Runs for about 3-minutes and quits; will not restart = GAS TURNED OFF (go ahead and laugh, I've done it, more than once).
Runs for about 5-minutes and quits; restarts in about 10-minutes = CLOGGED FUEL SCREEN. Fuel trickles but won't flow.
Runs for about 15-minutes and quits; restarts after about 30-minutes cooldown = BAD IGNITION SWITCH. Install jumper around switch and start engine to test. If problem goes away, replace ignition switch. Do not leave that jumper connected, or ignition key ON, with the engine stopped = Fried Points and Coil.
Runs for about 30-minutes and quits or starts running rough; but after 1-hour cool down, engine restarts and runs fine = BAD IGNITION COIL, replace ignition coil.
Tractor is flooded, gas leaking out of carb. Float valve in carb may be stuck (whack side of carb with a wooden hammer or screwdriver handle). A carb rebuld may be needed if this isn't a one-time thing.
Leaking or cracked manifold, Bad or Broken plug wires, Incorrect firing order (should be 1243 front to back).

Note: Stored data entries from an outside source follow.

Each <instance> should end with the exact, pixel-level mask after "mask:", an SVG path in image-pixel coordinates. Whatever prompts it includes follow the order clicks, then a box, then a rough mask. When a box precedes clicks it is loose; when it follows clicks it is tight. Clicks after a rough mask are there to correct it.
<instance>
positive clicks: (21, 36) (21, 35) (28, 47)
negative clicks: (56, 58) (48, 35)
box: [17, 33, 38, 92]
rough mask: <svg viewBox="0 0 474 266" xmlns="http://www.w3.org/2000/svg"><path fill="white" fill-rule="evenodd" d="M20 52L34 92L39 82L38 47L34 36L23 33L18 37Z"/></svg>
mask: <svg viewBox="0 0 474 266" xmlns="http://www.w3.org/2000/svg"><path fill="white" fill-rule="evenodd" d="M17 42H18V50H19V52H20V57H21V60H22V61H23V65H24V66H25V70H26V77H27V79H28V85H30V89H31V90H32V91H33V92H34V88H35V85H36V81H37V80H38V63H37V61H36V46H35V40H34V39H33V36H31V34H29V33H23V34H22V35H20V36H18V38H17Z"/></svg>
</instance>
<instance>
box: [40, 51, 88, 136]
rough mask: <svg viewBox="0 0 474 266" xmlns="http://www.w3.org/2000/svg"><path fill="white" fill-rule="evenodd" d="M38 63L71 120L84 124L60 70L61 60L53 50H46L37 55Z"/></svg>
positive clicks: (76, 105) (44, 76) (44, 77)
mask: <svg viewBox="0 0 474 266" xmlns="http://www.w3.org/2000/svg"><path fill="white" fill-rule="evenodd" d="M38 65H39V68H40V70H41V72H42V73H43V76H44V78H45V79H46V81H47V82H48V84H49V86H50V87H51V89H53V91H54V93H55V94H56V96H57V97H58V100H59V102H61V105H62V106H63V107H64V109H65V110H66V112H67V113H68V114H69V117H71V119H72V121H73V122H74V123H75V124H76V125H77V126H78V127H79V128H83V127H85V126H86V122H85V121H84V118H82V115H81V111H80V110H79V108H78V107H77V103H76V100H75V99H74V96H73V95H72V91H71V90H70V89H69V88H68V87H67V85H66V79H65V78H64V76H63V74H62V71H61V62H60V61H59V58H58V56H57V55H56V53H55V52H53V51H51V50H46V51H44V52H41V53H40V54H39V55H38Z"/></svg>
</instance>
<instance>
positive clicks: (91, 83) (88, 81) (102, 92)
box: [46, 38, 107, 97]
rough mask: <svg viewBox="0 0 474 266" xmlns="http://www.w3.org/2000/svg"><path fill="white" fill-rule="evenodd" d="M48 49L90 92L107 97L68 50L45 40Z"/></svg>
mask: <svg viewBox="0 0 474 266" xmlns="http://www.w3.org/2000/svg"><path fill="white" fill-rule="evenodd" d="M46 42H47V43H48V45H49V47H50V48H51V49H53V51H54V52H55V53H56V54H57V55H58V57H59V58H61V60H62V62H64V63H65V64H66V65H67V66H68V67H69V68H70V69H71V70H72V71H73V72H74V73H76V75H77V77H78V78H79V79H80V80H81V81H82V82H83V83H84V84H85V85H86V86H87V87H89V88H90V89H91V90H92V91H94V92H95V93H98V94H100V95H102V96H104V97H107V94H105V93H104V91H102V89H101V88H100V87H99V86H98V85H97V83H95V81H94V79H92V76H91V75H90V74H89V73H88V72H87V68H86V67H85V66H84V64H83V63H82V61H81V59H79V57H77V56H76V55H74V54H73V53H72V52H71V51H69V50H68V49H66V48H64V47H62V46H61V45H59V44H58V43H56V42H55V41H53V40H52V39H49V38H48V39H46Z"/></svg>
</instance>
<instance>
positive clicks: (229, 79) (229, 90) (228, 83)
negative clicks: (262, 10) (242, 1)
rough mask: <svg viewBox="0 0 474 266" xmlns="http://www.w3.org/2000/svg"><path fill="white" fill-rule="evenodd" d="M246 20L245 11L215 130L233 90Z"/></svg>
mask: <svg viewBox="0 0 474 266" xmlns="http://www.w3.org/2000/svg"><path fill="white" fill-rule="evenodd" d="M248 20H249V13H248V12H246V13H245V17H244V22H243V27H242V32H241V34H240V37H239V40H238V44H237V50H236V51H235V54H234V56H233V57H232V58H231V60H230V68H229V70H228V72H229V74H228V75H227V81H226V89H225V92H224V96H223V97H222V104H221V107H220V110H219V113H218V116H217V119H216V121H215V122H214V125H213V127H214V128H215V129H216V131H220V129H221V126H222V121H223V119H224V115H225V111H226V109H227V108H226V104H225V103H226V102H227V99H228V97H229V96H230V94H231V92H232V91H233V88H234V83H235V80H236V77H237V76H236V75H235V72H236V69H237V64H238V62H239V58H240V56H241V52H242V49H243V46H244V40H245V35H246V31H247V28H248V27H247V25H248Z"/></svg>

An engine that has been getting harder to start may have a dirty carb. If your carb looks like this one:
Even if the intake tube isn't missing, maybe the carb is just as dirty on the inside?
I keep a couple rebuilt carbs around. Swapping carbs only takes 30 minutes or so. That's a lot less time than doing a rebuild when I need the tractor for something.
A fresh carb solved the problem. Sometimes it is the carb. Could the old carb have been adjusted? Maybe, but I've found any clean carb starts and runs much better than a dirty one. The 8N is back to starting almost as soon as I touch the button.
Since I recently rebuilt the dirty carb, I know all it needs is a good cleaning and gaskets. No need to fork out cash for a rebuild kit.